The terms of the exclusive, worldwide license cover development and commercialization of BHT-3021, a therapy based on Bayhill’s BHT-DNA antigen-specific immunomodulatory platform. The compound is intended to reduce or eliminate immune system attacks on insulin-producing pancreatic islet cells that result in type 1 diabetes.
“The BHT-DNA platform is based on plasmid DNA,” explains Bayhill CEO, Mark Schwartz, Ph.D. “We insert the gene for the protein that is the target of an autoimmune response, for example, proinsulin in the case of type 1 diabetes or myelin basic protein (MBP) in the case of multiple sclerosis, into a plasmid. Upon injection, the plasmid is taken up by antigen-presenting dendritic cells, which migrate to lymph nodes where they bind to the antiproinsulin T cells, thereby inactivating them and preventing them from attacking pancreatic islet cells.
“Preservation of C-peptide is what we want to see in treated patients,” Dr. Schwartz continues. “Placebo-treated patients experience a decline in C-peptide production over time as the insulin-producing cells of the pancreas are destroyed by the autoimmune response.

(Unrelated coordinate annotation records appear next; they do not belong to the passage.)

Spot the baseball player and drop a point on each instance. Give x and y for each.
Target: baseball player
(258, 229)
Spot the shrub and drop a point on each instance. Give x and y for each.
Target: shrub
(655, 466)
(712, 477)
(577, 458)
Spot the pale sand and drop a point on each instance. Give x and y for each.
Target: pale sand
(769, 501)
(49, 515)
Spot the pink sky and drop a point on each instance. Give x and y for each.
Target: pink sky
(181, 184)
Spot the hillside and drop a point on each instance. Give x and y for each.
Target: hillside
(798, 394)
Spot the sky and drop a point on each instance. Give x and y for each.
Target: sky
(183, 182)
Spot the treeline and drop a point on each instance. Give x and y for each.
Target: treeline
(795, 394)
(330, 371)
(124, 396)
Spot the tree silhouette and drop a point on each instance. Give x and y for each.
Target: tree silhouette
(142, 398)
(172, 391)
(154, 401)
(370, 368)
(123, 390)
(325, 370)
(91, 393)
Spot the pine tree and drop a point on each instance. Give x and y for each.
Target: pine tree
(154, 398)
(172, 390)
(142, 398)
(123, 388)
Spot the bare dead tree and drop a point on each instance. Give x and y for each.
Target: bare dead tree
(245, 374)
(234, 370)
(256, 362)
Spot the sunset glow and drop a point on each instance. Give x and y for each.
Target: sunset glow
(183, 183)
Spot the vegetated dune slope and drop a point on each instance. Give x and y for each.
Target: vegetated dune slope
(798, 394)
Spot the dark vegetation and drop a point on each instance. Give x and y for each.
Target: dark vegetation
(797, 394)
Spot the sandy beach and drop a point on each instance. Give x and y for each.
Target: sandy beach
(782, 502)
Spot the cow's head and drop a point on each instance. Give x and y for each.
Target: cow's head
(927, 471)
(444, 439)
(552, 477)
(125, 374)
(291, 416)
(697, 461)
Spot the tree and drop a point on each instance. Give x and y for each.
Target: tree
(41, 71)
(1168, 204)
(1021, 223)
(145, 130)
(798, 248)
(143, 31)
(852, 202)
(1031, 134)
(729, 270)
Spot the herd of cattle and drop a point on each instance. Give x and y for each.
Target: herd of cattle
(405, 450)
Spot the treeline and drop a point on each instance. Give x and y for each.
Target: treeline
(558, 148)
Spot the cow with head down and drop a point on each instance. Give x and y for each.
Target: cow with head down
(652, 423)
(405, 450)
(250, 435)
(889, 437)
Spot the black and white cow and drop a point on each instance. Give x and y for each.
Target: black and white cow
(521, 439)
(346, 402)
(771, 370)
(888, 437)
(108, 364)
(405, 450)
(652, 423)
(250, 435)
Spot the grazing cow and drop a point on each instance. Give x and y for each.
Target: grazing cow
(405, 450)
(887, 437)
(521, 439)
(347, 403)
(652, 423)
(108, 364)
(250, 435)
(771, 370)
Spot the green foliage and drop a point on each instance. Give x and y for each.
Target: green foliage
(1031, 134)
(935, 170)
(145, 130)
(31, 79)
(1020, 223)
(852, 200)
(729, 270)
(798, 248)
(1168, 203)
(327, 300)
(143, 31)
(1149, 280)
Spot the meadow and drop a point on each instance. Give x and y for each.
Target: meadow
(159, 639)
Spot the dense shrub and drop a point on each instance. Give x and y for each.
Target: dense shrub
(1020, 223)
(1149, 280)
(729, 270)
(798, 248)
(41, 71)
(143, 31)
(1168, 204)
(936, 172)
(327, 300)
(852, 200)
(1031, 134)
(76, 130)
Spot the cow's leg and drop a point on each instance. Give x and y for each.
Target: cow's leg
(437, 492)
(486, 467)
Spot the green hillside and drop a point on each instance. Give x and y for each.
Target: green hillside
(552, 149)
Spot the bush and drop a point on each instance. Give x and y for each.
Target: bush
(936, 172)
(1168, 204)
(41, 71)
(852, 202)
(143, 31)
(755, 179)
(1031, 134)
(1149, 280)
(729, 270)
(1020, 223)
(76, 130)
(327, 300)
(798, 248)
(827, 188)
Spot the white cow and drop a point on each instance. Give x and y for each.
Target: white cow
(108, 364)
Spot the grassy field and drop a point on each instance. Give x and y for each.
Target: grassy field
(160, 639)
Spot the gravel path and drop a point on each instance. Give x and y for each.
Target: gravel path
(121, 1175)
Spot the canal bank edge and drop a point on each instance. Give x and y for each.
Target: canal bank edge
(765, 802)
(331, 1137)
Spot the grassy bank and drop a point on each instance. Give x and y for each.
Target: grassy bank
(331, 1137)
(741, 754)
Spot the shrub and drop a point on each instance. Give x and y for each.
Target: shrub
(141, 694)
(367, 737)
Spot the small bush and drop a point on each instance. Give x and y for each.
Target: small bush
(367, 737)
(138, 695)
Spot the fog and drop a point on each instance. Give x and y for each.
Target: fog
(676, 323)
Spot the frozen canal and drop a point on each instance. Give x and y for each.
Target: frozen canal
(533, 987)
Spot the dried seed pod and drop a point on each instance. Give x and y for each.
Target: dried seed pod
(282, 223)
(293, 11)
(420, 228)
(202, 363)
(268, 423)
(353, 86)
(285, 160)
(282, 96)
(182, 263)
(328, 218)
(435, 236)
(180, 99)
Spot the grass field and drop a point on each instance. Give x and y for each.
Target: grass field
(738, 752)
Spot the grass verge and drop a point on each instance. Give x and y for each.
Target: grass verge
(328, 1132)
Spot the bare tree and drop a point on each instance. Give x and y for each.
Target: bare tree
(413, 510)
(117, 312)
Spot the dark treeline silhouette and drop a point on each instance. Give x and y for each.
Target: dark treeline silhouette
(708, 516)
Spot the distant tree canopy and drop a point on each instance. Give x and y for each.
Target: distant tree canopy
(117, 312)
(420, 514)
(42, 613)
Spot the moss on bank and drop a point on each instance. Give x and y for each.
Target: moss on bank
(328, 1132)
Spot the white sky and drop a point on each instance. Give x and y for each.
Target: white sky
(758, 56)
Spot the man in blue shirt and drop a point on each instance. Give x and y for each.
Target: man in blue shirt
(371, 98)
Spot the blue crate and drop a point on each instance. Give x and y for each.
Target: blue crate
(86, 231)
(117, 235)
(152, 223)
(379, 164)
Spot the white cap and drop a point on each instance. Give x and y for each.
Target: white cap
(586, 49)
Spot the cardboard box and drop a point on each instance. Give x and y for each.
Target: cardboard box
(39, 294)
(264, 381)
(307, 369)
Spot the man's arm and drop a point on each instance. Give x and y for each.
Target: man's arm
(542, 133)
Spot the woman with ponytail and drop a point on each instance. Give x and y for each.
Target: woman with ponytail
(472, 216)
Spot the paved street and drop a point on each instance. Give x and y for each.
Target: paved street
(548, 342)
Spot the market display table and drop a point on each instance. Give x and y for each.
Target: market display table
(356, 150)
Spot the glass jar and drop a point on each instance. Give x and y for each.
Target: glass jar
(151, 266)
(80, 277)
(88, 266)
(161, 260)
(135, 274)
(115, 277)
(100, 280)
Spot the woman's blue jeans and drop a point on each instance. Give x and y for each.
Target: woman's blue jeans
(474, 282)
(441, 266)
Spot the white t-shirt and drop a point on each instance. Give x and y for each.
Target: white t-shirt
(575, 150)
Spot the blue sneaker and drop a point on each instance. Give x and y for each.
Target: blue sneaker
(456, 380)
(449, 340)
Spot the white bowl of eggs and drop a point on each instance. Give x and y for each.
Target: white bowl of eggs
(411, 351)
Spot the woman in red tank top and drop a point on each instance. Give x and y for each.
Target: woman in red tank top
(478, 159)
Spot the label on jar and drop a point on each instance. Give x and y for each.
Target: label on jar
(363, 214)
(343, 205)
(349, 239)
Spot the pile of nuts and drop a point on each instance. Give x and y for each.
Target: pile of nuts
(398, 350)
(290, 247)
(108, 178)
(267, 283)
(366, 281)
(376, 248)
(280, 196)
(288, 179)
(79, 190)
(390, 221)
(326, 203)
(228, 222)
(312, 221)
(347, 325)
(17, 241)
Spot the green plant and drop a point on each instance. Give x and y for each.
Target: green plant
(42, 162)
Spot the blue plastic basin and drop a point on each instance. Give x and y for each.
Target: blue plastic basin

C-protein is produced in a 50-50 ratio with insulin as proinsulin produced by pancreatic islet cells is enzymatically cleaved. The FDA accepts C-peptide as a marker of efficacy for type 1 diabetes therapeutics.”
Interim results of a Phase I/II trial testing this DNA-based, antigen-specific immunotherapy in patients with type 1 diabetes showed a preservation of C-peptide in treated patients compared to placebo and that BHT-3021 was safe and well tolerated among 42 patients who received one of four different doses of the drug over 12 weeks.
Understanding immune system mechanisms has evolved enough in the last few years to allow the development of antigen-specific, tolerance-inducing drugs. Dr. Schwartz notes that treatment of autoimmune diseases needs to be antigen specific. He characterizes the effects of general immunosuppressive agents as difficult for patients and physicians saying, “All antibody companies recognize that, in the end, antibodies and other immunosuppressants are bridges to antigen-specific approaches to treat these chronic diseases.”